Vigilante Newspapers: A Tale of Sex, Religion, & Murder in the Northwest
by Gerald J. Baldasty
University of Washington Press
189 pp. $22.50
Here is a case from the time a hundred years ago when newspapers had a monopoly on covering sensational murders such as the killing of the architect Stanford White by Harry Thaw, and of Grace Brown by Chester Gillette (the basis of Theodore Dreiser’s An American Tragedy). In this instance, one George Mitchell shot down a David Koresh-like evangelist, Edmund Creffield, on a Seattle street in 1906. Two Seattle newspapers, the Star and the Times, instantly set about to vindicate the killer as the defender of his wronged sisters, who were Creffield’s disciples. The newspapers got what they wanted, an acquittal, only to have one of the sisters gun down her brother. Only then did the newspapers begin to have second thoughts about unpunished murder. Gerald Baldasty of the University of Washington tells the story vividly, exploring the implications for both the journalism and the gender assumptions of the time.

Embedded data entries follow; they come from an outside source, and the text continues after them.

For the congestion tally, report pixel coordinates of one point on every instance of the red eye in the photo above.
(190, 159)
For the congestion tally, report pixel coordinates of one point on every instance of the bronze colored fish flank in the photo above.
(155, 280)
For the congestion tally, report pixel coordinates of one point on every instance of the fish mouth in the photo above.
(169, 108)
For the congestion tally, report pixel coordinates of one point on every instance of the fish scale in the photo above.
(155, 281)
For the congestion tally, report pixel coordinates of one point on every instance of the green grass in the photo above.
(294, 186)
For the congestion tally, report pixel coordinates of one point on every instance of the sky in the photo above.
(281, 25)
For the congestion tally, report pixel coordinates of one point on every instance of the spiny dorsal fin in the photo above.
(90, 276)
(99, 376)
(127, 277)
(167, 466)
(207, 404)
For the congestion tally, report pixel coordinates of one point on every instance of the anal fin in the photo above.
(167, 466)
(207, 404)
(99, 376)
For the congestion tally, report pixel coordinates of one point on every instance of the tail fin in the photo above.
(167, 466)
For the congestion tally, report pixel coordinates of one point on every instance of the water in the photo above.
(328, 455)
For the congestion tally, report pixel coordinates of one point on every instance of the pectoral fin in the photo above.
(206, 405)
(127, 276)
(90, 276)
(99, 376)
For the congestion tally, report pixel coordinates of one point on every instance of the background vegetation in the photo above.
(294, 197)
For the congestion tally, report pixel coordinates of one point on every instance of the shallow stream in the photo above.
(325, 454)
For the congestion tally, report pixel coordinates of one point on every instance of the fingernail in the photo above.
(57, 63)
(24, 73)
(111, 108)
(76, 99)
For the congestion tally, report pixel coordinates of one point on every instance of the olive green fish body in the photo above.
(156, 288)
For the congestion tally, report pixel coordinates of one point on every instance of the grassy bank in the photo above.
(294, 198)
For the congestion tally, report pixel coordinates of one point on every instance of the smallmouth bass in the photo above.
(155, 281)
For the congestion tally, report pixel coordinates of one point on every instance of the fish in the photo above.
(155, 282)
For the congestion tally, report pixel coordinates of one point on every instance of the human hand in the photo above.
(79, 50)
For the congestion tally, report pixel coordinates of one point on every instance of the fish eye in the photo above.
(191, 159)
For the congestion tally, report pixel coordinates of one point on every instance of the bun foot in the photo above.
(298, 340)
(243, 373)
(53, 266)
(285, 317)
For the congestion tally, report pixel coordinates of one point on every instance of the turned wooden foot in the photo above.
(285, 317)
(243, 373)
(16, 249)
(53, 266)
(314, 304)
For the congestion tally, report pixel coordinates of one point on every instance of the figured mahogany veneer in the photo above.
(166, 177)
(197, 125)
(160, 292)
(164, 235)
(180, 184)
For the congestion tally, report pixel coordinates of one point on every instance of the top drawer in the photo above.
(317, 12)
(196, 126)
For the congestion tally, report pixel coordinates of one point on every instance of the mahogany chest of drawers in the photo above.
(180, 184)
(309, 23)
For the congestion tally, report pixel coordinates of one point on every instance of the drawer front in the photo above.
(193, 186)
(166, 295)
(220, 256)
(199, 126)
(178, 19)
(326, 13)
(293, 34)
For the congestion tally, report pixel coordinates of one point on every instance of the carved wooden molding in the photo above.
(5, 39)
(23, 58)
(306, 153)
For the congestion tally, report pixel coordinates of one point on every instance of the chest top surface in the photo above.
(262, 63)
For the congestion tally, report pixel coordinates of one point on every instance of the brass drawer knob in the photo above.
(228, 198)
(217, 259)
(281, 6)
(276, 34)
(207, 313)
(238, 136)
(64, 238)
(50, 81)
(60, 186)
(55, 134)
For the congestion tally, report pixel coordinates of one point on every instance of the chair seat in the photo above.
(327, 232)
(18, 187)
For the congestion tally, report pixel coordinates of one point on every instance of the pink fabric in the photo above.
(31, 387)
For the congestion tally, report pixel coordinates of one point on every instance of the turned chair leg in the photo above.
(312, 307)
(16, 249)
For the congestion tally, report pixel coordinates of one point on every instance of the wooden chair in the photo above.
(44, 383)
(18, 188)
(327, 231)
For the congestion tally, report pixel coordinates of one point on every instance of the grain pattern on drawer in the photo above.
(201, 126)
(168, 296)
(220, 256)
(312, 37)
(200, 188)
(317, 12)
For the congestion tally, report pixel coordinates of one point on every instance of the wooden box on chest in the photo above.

Just Enough Liebling: Classic Works by the Legendary New Yorker Writer
by A.J. Liebling; introduction by David Remnick; editorial advice by James Barbour and Fred Warner
North Point Press
534 pp. $27.50, $15 paper
A.J. Liebling (1904-1963) deserved better. This anthology, evidently designed to commemorate the centennial of his birth, seems to have been assembled offhandedly, according to no distinguishable principle beyond a few loose categories, such as Paris, World War II, and boxing. James Barbour and Fred Warner, English professors emeriti at the University of New Mexico, have edited Liebling anthologies in the past, but in this instance they are merely given thanks for their “invaluable insights”; no editor is listed. Nor does the brief biography and appreciation by David Remnick, editor of The New Yorker (who arrived at the magazine nearly three decades after Liebling died), really explain much about the contents. The Liebling reprints are, of course, worthwhile reading as always, but, dismayingly for those of us who regarded him as the spiritual leader of insurgent journalism, there is a mere handful of his critiques from “The Wayward Press” department, squeezed into a slim segment near the end. Maybe the best thing about the book is the fine dust-jacket photo portrait, by Liebling’s colleague Lillian Ross.
Through Their Eyes: Foreign Correspondents in the United States
By Stephen Hess
Brookings Institution Press
195 pp. $44.95, $18.95 paper
This is the sixth volume in the series called “Newswork” that the scholar Stephen Hess first undertook for the Brookings Institution in 1981; the best known remains the first, The Washington Reporters. Here he studies the work of foreign journalists in the United States, now numbering about two thousand, and concludes that their work is difficult, but that on the whole they provide a mediating effect on the often strident anti-Americanism of their home offices.